Gillery subrayó otros hechos: en el legajo judicial francés no figuran las investigaciones de los servicios del primer ministro de entonces, el socialista Lionel Jospin, ni las de la brigada antiterrorista. No hubo autopsia del cadáver de Dodi: se partió del presupuesto de que era un accidente. Nunca se localizó al Fiat 1 blanco –ni a su dueño– cuya lentitud en el túnel habría provocado la maniobra fatal. Dodi no estaba paseando por París –como se dijo–, concurría a una cita de negocios. Los resultados del análisis de sangre del conductor, Henri Paul, son dudosos: además de alcohol, se detectó una cantidad de monóxido de carbono “que no le habría permitido estar de pie y todavía menos conducir un vehículo”. No sería su sangre la que se analizó, propone Gillery. Un segundo análisis realizado días después arrojó los mismos resultados, “lo cual es aún más ridículo, pues el índice de alcoholemia tendría que haber variado con el tiempo”. Ni en los análisis de sangre se puede ya creer.
Henri Paul era jefe de seguridad del Hotel Ritz en el que la pareja se alojaba. Según la policía británica, había sido informante de los servicios de inteligencia franceses y poco antes de morir depositó mucho dinero en una de sus 15 cuentas bancarias. Otro misterio que no aborda el informe británico oficial. Se limita a mencionar que el conductor perdió el control del auto, pero no explica la razón. “Era importante analizar la caja eléctrica –señala Gillery– y en el informe se asegura que todo estaba en muy mal estado y que no se podía examinar.

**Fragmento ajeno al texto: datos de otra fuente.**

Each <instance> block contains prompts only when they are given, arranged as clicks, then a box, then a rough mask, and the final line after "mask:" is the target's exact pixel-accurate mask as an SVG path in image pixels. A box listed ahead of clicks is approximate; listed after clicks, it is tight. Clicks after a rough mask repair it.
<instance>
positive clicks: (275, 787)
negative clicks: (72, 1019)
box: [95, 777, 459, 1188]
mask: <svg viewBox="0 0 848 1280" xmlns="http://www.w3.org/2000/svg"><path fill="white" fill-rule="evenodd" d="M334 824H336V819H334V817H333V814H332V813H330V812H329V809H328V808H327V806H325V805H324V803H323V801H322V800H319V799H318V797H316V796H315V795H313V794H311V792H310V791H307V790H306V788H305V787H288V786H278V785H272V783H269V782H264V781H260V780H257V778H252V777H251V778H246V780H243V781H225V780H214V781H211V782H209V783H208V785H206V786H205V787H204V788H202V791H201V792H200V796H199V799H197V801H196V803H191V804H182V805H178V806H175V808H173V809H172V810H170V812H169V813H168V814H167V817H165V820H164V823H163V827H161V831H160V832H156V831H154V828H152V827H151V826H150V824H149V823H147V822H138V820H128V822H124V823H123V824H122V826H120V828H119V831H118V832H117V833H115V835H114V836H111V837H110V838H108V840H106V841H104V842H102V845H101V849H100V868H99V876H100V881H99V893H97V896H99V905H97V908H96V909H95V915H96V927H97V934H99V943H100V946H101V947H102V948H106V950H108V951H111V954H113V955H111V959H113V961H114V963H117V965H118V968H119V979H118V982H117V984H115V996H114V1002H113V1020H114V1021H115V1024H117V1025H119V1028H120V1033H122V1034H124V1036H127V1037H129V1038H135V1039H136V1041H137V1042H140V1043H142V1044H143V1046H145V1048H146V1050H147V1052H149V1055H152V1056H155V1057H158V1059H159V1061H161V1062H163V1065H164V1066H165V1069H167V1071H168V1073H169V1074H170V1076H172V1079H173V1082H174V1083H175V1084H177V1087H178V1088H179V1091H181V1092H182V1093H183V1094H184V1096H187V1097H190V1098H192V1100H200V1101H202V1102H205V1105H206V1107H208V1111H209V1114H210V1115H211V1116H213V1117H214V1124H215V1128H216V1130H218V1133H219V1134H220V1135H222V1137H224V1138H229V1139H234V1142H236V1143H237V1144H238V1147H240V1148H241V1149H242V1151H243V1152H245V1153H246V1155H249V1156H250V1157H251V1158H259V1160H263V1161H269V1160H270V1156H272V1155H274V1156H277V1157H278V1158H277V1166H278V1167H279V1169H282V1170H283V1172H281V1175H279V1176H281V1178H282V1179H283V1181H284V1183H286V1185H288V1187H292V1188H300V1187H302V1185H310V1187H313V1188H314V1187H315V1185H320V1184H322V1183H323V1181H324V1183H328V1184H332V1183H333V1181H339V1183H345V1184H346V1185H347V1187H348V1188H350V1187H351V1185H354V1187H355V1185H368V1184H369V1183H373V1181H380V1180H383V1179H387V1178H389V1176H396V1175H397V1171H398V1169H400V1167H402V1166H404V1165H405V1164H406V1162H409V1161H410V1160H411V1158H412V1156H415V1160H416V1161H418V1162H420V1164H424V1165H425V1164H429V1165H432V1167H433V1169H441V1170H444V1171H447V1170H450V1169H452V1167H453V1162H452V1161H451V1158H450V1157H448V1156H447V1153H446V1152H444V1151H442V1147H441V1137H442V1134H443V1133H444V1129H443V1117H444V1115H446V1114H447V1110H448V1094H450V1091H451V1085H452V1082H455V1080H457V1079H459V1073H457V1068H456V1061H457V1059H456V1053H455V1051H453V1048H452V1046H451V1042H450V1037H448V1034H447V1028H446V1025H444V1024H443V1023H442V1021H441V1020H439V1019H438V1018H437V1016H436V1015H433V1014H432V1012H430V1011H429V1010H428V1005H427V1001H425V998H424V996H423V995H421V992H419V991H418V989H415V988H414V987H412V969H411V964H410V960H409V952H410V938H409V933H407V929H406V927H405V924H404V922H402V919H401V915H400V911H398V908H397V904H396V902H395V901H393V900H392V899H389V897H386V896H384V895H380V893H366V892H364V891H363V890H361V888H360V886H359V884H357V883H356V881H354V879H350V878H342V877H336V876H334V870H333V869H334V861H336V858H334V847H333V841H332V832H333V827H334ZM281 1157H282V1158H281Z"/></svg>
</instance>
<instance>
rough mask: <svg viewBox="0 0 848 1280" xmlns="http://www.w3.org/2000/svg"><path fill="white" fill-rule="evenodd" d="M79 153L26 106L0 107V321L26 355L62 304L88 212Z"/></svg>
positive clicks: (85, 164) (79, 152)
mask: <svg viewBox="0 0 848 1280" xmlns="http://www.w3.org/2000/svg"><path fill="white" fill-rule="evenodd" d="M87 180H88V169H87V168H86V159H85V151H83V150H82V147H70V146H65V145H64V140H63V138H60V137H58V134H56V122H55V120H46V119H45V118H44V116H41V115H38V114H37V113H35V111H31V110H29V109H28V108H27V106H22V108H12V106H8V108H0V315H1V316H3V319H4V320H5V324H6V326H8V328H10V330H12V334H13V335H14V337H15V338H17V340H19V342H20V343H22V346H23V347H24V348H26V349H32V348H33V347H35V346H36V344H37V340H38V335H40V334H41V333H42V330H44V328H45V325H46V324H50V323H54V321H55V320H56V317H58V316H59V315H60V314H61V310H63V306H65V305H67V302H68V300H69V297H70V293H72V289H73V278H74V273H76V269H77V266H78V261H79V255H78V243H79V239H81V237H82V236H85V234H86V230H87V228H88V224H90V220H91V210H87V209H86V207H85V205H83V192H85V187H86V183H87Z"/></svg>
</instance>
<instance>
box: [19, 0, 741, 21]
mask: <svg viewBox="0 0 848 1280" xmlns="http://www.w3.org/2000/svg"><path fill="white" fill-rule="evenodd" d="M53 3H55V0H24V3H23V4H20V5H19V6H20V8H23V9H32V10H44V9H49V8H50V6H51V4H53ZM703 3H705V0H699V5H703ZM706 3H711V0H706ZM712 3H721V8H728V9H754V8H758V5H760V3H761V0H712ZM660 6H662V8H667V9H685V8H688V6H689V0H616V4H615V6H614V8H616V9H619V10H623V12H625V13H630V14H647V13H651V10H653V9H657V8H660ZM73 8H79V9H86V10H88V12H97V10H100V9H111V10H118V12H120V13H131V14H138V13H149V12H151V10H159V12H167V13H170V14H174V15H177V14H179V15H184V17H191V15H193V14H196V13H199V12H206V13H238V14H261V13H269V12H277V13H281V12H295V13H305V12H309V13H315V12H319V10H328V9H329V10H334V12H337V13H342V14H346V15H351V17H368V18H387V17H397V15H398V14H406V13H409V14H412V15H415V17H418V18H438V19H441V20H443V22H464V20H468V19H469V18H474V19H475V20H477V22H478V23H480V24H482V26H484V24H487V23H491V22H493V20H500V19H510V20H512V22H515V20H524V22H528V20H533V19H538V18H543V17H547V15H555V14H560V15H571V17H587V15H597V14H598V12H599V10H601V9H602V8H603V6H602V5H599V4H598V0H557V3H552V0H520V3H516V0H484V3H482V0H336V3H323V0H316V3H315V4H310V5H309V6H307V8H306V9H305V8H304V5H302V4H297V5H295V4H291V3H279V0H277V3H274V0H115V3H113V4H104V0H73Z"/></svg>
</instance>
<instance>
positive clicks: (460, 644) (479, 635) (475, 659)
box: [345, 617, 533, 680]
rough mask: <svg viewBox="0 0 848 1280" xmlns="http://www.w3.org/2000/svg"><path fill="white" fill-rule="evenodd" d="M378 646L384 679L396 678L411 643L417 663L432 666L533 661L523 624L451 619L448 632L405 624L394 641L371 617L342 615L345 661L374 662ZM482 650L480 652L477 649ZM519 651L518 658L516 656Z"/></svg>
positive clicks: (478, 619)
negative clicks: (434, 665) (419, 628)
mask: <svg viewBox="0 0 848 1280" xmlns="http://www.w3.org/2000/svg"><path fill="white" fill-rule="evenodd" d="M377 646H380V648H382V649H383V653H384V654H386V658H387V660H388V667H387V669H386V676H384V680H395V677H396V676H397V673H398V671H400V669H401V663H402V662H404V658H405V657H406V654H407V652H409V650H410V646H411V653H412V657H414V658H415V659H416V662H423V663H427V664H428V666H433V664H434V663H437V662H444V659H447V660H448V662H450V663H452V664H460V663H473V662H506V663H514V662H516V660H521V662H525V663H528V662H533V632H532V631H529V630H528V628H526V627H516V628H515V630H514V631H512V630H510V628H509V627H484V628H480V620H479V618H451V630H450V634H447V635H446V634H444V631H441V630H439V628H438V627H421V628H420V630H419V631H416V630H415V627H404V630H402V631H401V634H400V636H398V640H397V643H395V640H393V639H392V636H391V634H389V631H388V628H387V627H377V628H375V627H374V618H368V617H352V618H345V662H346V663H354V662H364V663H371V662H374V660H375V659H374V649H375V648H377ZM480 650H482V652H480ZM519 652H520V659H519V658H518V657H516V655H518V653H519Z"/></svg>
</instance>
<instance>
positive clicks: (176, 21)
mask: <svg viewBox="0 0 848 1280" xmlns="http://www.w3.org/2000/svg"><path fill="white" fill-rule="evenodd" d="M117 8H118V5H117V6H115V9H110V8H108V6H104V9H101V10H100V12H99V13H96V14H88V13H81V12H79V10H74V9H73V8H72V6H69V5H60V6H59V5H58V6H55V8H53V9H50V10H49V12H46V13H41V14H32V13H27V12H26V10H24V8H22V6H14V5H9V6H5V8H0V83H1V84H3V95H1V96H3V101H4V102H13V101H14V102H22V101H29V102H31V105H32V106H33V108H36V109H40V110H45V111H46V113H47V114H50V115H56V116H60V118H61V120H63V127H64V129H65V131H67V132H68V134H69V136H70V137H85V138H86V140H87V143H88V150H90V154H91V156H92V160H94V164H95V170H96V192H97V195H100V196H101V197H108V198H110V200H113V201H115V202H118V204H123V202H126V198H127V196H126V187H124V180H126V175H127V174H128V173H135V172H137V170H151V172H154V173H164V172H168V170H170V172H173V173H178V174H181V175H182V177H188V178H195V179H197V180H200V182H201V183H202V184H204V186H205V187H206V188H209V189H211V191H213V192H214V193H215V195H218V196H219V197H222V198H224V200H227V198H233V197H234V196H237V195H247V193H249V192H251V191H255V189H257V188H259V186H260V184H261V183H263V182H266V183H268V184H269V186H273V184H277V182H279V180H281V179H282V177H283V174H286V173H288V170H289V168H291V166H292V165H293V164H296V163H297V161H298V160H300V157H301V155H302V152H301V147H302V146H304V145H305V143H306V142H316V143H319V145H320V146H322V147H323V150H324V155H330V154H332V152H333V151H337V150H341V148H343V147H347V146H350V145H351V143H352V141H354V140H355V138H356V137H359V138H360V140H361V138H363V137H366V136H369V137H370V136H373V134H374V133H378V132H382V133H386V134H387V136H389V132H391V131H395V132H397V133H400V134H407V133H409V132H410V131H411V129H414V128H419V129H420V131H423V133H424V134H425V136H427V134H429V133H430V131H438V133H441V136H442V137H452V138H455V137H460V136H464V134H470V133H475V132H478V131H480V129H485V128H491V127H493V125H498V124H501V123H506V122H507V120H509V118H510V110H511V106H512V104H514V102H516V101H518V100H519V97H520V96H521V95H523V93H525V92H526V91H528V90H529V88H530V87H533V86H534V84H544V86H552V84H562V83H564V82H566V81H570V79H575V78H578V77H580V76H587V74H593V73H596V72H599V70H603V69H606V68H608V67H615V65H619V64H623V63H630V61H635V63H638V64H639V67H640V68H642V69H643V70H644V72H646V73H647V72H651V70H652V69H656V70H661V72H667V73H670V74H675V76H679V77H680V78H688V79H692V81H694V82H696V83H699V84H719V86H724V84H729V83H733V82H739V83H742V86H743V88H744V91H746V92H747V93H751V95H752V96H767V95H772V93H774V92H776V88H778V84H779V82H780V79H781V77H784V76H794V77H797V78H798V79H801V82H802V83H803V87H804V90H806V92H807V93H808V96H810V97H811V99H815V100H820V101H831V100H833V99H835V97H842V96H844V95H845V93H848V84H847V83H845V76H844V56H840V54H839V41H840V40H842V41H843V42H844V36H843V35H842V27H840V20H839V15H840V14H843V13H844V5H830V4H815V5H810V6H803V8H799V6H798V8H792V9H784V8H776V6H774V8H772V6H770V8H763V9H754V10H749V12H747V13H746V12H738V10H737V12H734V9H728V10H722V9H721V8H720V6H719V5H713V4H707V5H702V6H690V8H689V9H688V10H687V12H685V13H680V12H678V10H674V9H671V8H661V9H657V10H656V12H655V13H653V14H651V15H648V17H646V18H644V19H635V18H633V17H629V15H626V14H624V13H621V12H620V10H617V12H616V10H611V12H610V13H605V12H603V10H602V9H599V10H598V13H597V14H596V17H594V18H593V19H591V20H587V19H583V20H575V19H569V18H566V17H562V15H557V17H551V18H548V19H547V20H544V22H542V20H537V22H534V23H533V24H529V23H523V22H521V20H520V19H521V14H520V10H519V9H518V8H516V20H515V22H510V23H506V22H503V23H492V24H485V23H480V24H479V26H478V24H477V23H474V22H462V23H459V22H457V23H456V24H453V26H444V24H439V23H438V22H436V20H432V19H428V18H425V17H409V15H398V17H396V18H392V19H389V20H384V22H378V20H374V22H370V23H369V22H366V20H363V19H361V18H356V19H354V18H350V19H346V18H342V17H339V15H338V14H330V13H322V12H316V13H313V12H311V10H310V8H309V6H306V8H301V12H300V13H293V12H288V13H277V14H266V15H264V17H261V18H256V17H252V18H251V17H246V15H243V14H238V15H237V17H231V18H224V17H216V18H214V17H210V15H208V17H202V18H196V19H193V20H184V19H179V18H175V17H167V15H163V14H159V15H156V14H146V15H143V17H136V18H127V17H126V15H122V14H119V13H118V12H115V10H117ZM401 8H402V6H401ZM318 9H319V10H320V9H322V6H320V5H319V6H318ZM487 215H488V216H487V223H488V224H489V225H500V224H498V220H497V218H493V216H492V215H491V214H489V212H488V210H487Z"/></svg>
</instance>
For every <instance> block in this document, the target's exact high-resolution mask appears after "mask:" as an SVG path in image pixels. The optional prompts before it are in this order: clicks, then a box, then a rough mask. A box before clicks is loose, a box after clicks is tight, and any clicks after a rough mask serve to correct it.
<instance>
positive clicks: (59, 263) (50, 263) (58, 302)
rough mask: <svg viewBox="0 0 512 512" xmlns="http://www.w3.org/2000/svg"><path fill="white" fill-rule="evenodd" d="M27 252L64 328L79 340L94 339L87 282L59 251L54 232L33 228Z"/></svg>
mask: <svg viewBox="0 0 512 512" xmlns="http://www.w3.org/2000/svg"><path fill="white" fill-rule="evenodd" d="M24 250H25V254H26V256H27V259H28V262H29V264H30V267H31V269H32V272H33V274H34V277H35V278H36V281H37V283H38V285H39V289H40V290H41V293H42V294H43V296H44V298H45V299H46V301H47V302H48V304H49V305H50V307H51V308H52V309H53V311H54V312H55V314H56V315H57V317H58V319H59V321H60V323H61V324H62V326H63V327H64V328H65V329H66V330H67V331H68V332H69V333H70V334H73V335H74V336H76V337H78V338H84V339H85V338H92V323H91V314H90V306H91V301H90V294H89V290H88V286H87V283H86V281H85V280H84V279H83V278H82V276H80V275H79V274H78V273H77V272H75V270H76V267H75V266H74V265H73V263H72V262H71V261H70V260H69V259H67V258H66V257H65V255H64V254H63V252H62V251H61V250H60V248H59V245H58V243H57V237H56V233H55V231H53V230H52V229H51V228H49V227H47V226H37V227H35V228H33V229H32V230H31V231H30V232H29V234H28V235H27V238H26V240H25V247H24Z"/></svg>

Evidentemente, no es creíble en el caso de la caja.” A su juicio, Lord Stevens –ex comisionado de la Policía Metropolitana agraciado con el título de barón de Kirkwhelpington en 2005, en plena preparación del informe– descartó los hechos discordantes con la versión buscada y no ahondó en los que no podía descartar. Y guarda silencio Trevor Rees-Jones, guardaespaldas que fuera de Dodi y único testigo de la tragedia: afirma que la amnesia le impide recordar lo sucedido.
Todos estos elementos llevan al cineasta y escritor francés a manifestar que su empeño no sólo comprueba nuevamente la existencia del secreto de Estado: es, en el caso Diana, “un estudio del mecanismo de la mentira de Estado. Solo y sin recursos, logré reunir mucha información –apunta–. No puedo creer que Scotland Yard, con una decena de investigadores dedicados al tema a jornada completa y con los medios considerables de que dispone, no la haya obtenido en tres años de pesquisa”. Francis Gillery revela cómo se fabrica un secreto de Estado. Le resultó posible –con mucho trabajo, claro– porque tres personas pueden guardar un secreto sólo si dos de ellas están muertas, pensó Benjamin Franklin.